Mais aussi les conséquences du tribalisme en Afrique, parlons-en. Il existe 56 groupes ethniques officiellement reconnus en Chine. Le plus important est celui des Chinois Han, avec 900 millions de personnes réparties dans toutes les régions du pays. Le plus petit groupe est celui des Hezhen, vivant à l’extrême nord-est, avec moins de 2 000 personnes (chiffres tirés de l’article de Keith Dede dans Asia Society). Le Parti Communiste Chinois (PCC) a uni et dirigé le peuple chinois de tous les groupes ethniques dans un travail acharné pour arracher l’indépendance et la libération nationales, puis pour faire de la Chine un pays un pays prospère et fort et pour lui offrir une vie meilleure.

Malheureusement, comme l’écrit William Mpofu dans la Panafrican Review du 2 mai 2024, il est très difficile d’imaginer l’unité des pays africains alors que les Africains sont si divisés sur des bases tribales dans leurs pays respectifs ! Il est notoire que le tribalisme a engendré un dilemme existentiel en Afrique, où des millions de personnes ont péri dans des génocides comme celui qui sévit actuellement dans l’est du Congo, et où des milliers, voire des millions, ont été déplacées et dépossédées par des violences tribales motivées par des considérations politiques et/ou électorales.

Comme le souligne Calestous Juma, contrairement à la Chine, la plupart des dirigeants africains exploitent souvent la loyauté tribale pour promouvoir leurs intérêts personnels, leurs intérêts particuliers, le clientélisme et le copinage (tous des postes clés occupés par les membres de leurs propres tribus).

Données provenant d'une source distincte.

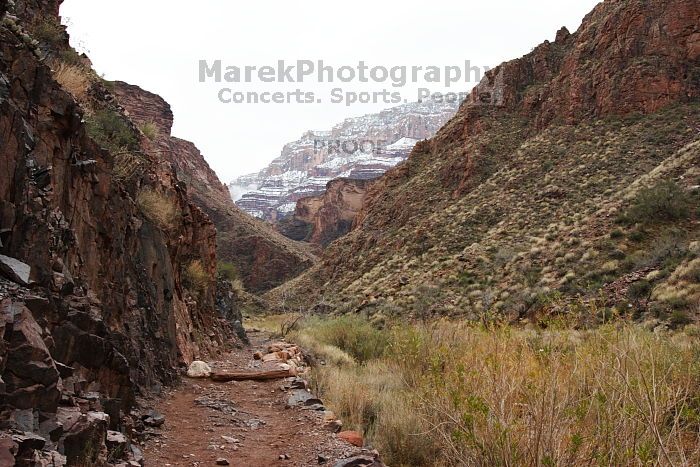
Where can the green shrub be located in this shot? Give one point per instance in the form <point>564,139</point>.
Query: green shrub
<point>111,131</point>
<point>665,201</point>
<point>351,334</point>
<point>639,290</point>
<point>150,130</point>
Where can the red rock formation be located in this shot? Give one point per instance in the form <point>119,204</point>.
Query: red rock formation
<point>251,245</point>
<point>628,57</point>
<point>324,218</point>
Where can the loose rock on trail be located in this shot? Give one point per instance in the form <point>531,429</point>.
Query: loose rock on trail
<point>249,423</point>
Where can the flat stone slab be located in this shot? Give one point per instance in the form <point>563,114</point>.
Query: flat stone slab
<point>15,270</point>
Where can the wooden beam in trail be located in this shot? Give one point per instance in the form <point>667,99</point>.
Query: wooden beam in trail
<point>265,375</point>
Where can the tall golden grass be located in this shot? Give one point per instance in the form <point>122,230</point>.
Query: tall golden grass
<point>455,394</point>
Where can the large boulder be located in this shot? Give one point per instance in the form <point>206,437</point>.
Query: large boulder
<point>83,442</point>
<point>30,376</point>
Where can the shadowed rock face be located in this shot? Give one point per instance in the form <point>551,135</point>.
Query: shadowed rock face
<point>109,313</point>
<point>263,257</point>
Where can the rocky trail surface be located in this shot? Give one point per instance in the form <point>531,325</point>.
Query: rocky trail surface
<point>248,423</point>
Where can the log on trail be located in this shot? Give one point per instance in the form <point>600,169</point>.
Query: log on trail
<point>266,375</point>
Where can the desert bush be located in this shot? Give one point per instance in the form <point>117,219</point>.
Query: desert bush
<point>351,334</point>
<point>111,131</point>
<point>665,201</point>
<point>196,277</point>
<point>455,394</point>
<point>127,165</point>
<point>158,208</point>
<point>150,130</point>
<point>74,79</point>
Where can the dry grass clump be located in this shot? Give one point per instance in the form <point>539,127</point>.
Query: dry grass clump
<point>158,208</point>
<point>451,394</point>
<point>127,165</point>
<point>74,79</point>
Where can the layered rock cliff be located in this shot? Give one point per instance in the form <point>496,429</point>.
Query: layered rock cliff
<point>250,245</point>
<point>531,195</point>
<point>358,148</point>
<point>107,268</point>
<point>324,218</point>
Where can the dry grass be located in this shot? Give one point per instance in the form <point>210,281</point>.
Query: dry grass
<point>74,79</point>
<point>451,394</point>
<point>196,277</point>
<point>158,208</point>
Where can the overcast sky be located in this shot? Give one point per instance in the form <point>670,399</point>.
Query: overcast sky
<point>158,45</point>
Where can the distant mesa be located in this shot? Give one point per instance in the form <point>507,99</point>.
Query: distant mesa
<point>361,148</point>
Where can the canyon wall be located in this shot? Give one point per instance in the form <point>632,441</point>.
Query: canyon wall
<point>324,218</point>
<point>107,268</point>
<point>519,202</point>
<point>249,244</point>
<point>358,148</point>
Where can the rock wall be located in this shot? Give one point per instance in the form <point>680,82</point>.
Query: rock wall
<point>106,311</point>
<point>359,148</point>
<point>324,218</point>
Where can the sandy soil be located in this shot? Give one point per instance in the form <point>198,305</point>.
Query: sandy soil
<point>253,416</point>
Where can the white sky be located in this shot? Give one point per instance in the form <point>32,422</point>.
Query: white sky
<point>157,44</point>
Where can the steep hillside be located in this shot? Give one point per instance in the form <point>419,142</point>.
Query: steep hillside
<point>107,269</point>
<point>326,217</point>
<point>358,148</point>
<point>250,245</point>
<point>569,175</point>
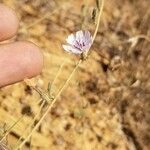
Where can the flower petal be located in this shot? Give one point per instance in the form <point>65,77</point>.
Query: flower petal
<point>71,39</point>
<point>79,36</point>
<point>71,49</point>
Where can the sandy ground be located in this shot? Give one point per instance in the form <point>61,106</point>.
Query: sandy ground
<point>106,105</point>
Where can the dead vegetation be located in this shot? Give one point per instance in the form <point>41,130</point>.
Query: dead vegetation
<point>106,106</point>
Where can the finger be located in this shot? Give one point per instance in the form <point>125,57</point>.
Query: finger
<point>8,23</point>
<point>18,61</point>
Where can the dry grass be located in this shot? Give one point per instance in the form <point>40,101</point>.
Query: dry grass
<point>106,105</point>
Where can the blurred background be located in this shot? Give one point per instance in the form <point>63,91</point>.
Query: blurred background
<point>106,105</point>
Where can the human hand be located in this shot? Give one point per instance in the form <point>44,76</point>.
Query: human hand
<point>18,60</point>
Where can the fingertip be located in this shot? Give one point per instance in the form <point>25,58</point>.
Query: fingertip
<point>19,60</point>
<point>9,22</point>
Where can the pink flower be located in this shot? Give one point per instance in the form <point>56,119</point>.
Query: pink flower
<point>79,42</point>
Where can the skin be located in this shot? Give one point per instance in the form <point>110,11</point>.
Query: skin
<point>18,60</point>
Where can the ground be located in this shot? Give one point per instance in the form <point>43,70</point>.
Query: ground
<point>106,105</point>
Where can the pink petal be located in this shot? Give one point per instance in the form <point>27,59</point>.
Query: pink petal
<point>71,49</point>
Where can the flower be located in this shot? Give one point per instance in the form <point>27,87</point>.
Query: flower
<point>79,42</point>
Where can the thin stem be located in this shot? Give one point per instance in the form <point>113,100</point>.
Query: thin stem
<point>9,129</point>
<point>98,20</point>
<point>28,127</point>
<point>58,73</point>
<point>65,84</point>
<point>51,105</point>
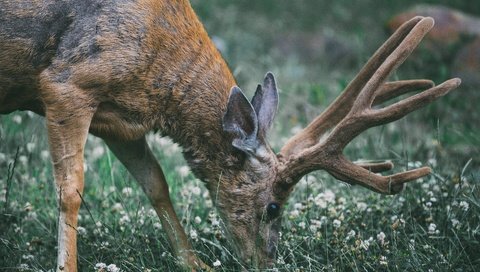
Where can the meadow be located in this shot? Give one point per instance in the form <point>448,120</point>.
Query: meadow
<point>314,48</point>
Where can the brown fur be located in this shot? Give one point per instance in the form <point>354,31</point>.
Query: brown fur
<point>122,68</point>
<point>119,70</point>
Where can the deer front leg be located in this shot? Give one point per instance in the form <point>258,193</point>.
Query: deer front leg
<point>67,133</point>
<point>140,162</point>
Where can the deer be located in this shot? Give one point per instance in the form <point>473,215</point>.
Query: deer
<point>119,69</point>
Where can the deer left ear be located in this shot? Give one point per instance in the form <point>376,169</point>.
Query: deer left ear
<point>241,121</point>
<point>265,103</point>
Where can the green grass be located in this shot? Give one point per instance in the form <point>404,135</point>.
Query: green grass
<point>327,225</point>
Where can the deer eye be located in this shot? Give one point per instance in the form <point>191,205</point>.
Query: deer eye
<point>273,210</point>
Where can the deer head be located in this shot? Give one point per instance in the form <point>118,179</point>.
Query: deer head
<point>251,194</point>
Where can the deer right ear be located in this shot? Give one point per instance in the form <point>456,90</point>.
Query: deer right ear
<point>241,121</point>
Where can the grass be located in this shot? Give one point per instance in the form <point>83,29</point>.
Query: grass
<point>434,225</point>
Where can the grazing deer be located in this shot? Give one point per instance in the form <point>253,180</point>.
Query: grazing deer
<point>118,69</point>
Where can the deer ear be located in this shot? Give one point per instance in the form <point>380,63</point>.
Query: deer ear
<point>265,103</point>
<point>241,121</point>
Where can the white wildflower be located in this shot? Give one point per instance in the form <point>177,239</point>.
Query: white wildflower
<point>17,119</point>
<point>193,234</point>
<point>124,219</point>
<point>196,190</point>
<point>183,171</point>
<point>45,155</point>
<point>117,207</point>
<point>81,231</point>
<point>28,257</point>
<point>113,268</point>
<point>337,223</point>
<point>217,263</point>
<point>432,228</point>
<point>302,225</point>
<point>329,196</point>
<point>23,267</point>
<point>350,235</point>
<point>99,266</point>
<point>365,244</point>
<point>294,213</point>
<point>464,205</point>
<point>127,191</point>
<point>383,261</point>
<point>23,159</point>
<point>362,206</point>
<point>298,206</point>
<point>30,147</point>
<point>381,238</point>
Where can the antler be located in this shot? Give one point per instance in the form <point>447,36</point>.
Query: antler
<point>352,113</point>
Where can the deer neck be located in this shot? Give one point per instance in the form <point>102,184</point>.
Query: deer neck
<point>195,94</point>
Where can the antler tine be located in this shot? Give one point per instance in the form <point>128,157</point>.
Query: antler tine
<point>344,170</point>
<point>342,104</point>
<point>393,89</point>
<point>376,167</point>
<point>357,115</point>
<point>397,57</point>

C’est pourquoi nous n’avançons pas.

Le droit à un développement inclusif, universel, équitable, équilibré, mutuellement bénéfique, rationnelle, ouverte, pacifique, écologiquement amicale, durable et de qualité, centré sur le peuple, c.-à-d dans l’intérêt de la population s’oppose résolument à l’unilatéralisme, à l’hégémonisme et au protectionnisme et promeut la souveraineté, la sécurité et les intérêts de développement de chaque pays.

En somme, la coopération sino-africaine est un moyen efficace de promouvoir la réalisation du droit au développement des deux parties. Elle vise à renforcer les relations d’amitié et de coopération entre la Chine et l’Afrique et à promouvoir la coopération dans le cadre de la co-construction de « la Ceinture et la Route » ainsi que l’Agenda 2063 de l’Union Africaine. Nous apprécions la création d’un « Symposium Chine-Afrique sur les droits de l’homme » suivie de la préconisation de la mise en place des plates-formes institutionnelles telles que le « Réseau de Coopération pour la Recherche sur les Droits de l’homme ».

Nous devons consolider sans cesse les fondements de la communauté de destin sino-africaine par le biais des échanges et de l’apprentissage mutuel, et promouvoir de manière globale le développement et le progrès des causes des droits de l’homme en Chine et en Afrique.